Another common neoplasm involving the mediastinum in which FDG PET imaging plays an important role is lymphoma, including both Hodgkin’s and non-Hodgkin’s lymphoma. Whole-body FDG PET imaging has been shown to be an accurate and cost-effective method of staging or restaging lymphoma relative to CT, MRI, and other conventional staging modalities, as reported by Hoh and associates.⁵⁶ Kostakoglu and Goldsmith⁶² found that PET imaging was equivalent or superior to CT for the initial staging of lymphoma. More importantly, as in the case of NSCLC, PET has proven to be superior to CT in the evaluation of patients with lymphoma for the assessment of response to therapy and detection of recurrences. Jerusalem
and associates⁵⁸ reported that PET found 100% of recurrences in patients with residual soft tissue masses on CT posttreatment, whereas only 26% of PET-negative cases presented with recurrence subsequently. The positive predictive value for recurrence was 100% for PET, as compared with only 42% for CT. PET can also be used for treatment monitoring, since a positive response to therapy may be detected by a decrease in FDG uptake in lesions after as few as one or two cycles of chemotherapy, as reported by Jerusalem and associates.⁵⁹ An example of the role of PET in the restaging of lymphoma is shown in Figure 167-6. PET has also been shown to be at least as accurate and more likely superior to gallium scintigraphy in this entity, as reported by Willkomm and colleagues¹⁰⁷ and later by Mahajan and associates.⁷¹ More recently, Bar-Shalom and coworkers¹⁰ reported similar findings in comparing gallium scintigraphy to the less sensitive coincidence gamma camera positron imaging technique, in which a standard nuclear medicine gamma camera is modified to detect positron decay using coincidence detection circuitry. As in the case of lung carcinoma, false-negative imaging results may occur with small lesions and in certain cell types, for example, the mucosa-associated lymphoid tumor (MALT) variety, as reported by Hoffmann and associates.⁵³

Finally, PET imaging has developed an increasing role in the initial staging and follow-up of patients with esophageal carcinoma. In normal studies, faint uptake may be seen in the distal esophagus, which may represent a normal variant, or in some
cases may reflect mild inflammatory changes secondary to gastroesophageal reflux. As recently reviewed by Kostakoglu and associates,⁶² FDG PET is sensitive for the detection of both squamous cell and adenocarcinoma of the esophagus, except for small (<5 mm) T1 tumors, PET was 30% sensitive and 90% specific for the detection of weighted lesions. PET is approximately 80% sensitive and 95% specific overall in esophageal carcinoma, and detects occult distant metastases missed by CT in approximately 20% of cases, as reported by Block and associates¹⁷ and by Yeung and coworkers.¹¹³ Neither PET nor CT is sensitive for the staging of mediastinal nodal involvement, although PET is more accurate than CT in this regard. Yoon and associates¹¹⁴ recently reported a series of 81 patients who underwent preoperative PET and CT imaging.

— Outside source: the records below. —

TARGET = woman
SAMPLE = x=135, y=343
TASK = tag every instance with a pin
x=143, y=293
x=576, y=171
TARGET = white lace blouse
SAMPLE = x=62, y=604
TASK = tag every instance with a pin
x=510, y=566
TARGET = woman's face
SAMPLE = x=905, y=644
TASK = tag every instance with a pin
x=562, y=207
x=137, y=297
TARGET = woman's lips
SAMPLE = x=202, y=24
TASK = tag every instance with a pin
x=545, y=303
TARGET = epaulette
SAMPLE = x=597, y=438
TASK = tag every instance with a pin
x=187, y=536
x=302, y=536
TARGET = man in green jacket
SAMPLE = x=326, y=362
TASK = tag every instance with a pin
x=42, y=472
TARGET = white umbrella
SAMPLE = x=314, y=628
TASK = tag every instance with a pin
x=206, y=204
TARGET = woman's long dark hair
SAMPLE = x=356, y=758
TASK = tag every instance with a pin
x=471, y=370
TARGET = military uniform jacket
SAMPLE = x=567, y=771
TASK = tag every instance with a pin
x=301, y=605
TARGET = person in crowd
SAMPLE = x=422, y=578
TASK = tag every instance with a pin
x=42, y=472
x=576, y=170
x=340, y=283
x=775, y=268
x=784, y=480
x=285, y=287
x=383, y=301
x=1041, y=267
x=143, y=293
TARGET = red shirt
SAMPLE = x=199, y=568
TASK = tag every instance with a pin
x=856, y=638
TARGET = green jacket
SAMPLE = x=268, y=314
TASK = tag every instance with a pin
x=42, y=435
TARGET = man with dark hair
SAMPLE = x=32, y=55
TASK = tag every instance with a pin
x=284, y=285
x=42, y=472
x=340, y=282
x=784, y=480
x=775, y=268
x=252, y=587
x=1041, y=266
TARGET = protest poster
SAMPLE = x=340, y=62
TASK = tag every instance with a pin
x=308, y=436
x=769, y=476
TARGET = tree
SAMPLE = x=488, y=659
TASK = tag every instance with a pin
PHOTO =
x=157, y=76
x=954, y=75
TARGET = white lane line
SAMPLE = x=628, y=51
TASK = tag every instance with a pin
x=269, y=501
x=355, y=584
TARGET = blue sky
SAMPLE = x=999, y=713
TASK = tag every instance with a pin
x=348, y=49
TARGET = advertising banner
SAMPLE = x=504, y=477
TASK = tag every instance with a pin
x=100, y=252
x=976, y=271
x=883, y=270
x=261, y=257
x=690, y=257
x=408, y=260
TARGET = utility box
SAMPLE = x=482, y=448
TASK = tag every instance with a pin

For the detection of the primary
lesions, PET correctly identified the primary lesion in 91% of patients, compared with 80% for CT. For staging of lymph node involvement, PET was 30% sensitive and 90% specific for detection of nodal involvement at the time of preoperative evaluation, compared with only 11% sensitivity for CT. CT was slightly more specific than PET, with 95% specificity, but overall accuracy was nearly equal. With respect to thoracic nodal involvement, PET detected 31% of the positive nodes found at surgery, compared with only 3% for CT. Again, PET is also superior to CT for detection of recurrent disease and in predicting the response to neoadjuvant therapy, as reported by Kelly and colleagues.⁶¹ The response to preoperative chemotherapy and radiation therapy, as judged by PET imaging, may prove to be a useful indicator for the stratification of patients for subsequent medical versus surgical management. Examples of primary and metastatic esophageal carcinoma are shown in Fig. 167-7.